Always check for errors in your results. This chunk shows you how to send off your failures in another batch request, but beware you’ll need to handle the resulting data frames.

results <- oai_embed_batch(texts = texts_to_embed)

# Check overall success
if (any(results$.error)) {
  failed <- results |> 
    filter(.error) |>
    select(text, .error_message)
  
  print(failed)
  
  # Retry failed texts with adjusted parameters
  retry_texts <- failed$text
  retry_results <- oai_embed_batch(
    texts = retry_texts,
    batch_size = 1,  # one at a time
    timeout = 30     # longer timeout
  )
}

Performance Tips

Start small: Begin with batch_size = 5 and concurrent_requests = 1.
Scale gradually: Increase parameters whilst monitoring errors
Model selection:
- Hugging Face: all-MiniLM-L6-v2 for speed (384 dims)
- OpenAI: text-embedding-3-small with custom dimensions for flexibility
Consider dedicated endpoints for production Hugging Face deployments

TIP: Check your organisation’s tier on OpenAI, tier 5 organisatons can send many more requests than tier 1. OpenAI Rate Limits

Cost Optimisation

OpenAI: Reduce dimensions to save storage and computation

compact_embeddings <- oai_embed_batch(
  texts = texts_to_embed,
  model = "text-embedding-3-small",
  dimensions = 360
)

WARNING: You’ll need to compare performance vs size trade-off for your particular use-case.

Common Use Cases

Semantic Search

A very basic implementation of semantic search (AKA dense embedding/vector search AKA neural search )

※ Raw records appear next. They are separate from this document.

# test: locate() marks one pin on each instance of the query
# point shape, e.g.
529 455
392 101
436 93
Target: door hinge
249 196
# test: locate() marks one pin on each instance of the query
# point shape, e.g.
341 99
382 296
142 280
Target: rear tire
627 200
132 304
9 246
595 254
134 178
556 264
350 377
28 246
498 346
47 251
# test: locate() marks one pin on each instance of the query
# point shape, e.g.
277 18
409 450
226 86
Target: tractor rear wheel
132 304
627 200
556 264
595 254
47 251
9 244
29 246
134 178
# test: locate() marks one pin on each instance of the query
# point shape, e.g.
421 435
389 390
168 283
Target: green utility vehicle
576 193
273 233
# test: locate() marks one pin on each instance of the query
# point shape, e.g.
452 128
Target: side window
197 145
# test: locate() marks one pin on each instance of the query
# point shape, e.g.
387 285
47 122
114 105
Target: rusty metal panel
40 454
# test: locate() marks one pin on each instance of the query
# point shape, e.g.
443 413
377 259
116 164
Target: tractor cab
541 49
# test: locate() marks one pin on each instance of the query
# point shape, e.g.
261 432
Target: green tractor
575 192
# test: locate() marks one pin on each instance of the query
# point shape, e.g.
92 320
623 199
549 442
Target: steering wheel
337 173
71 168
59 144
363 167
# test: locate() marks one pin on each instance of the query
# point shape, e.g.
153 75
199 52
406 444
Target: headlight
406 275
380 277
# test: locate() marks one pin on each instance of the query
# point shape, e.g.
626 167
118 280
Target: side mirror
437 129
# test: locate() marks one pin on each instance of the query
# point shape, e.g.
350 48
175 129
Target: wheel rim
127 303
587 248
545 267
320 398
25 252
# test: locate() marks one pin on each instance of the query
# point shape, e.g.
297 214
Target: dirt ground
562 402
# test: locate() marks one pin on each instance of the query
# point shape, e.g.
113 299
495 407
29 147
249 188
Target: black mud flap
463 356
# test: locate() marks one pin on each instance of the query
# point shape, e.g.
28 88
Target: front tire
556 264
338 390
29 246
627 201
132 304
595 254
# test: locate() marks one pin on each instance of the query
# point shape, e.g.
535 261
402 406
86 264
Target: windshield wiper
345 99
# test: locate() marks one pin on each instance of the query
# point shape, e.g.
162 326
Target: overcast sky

Embed your document corpus
Embed search query
Find similar documents (cosine similarity)
Extract top 5 most similar

TODO: add code or not?

NOTE: For most use-cases a hybrid approach comprising full-text search and semantic search will yield the best result

Clustering

Generate embeddings
Extract embeddings matrix for clustering algorithm
Run clustering algorithm
Add clusters to data frame

embeddings_for_clustering <- hf_embed_df(
  df = sample_texts,
  text_var = text,
  id_var = id,
  endpoint_url = embed_url,
  key_name = "HF_TEST_API_KEY"
)

embedding_matrix <- embeddings_for_clustering |>
  select(starts_with("V")) |>
  as.matrix()

kmeans_result <- kmeans(embedding_matrix, centers = 2)

clustered_texts <- sample_texts |>
  mutate(cluster = kmeans_result$cluster)

TIP: In practice you need to inspect the outputs of the clustering model and tune it. The code to run the model is only a small part of the modelling process

Troubleshooting

Rate Limits

Use fewer concurrent_requests if you’re running into rate limit issues.

results <- hf_embed_batch(
  texts = large_text_collection,
  batch_size = 3,
  concurrent_requests = 1  # sequential processing
)

results <- oai_embed_batch(
  texts = large_text_collection,
  batch_size = 5, # fewer requests with larger batch size
  concurrent_requests = 2
)

Some rate limits are by request, others are by tokens. If you’re running into token limits, the solution is to wait longer between requests. If you’re running into request limits, you could increase batch_size, to embed more data with fewer requests.

Timeouts

Increase value of timeout parameter if sending many requests, or responses begin timing out.


results <- oai_embed_batch(
  texts = texts_to_embed,
  timeout = 60, 
  max_retries = 5
)

Memory Issues

Process in chunks for very large datasets


library(purrr)

text_chunks <- split(large_text_vector, 
                     ceiling(seq_along(large_text_vector) / 1000))

all_embeddings <- map(text_chunks, ~{
  oai_embed_batch(.x, batch_size = 10)
}) |>
  list_rbind()

TIP: You could also write your splits to individual files, and iterate through the files to avoid reading your data into memory all at once.

Next Steps

See the Improving Performance vignette for optimisation tips
Check out Hugging Face Inference for classification tasks
Explore different embedding models for your specific use case

Remember: embeddings are the foundation for many NLP applications. Choose your provider based on your needs for quality, speed, cost, and flexibility.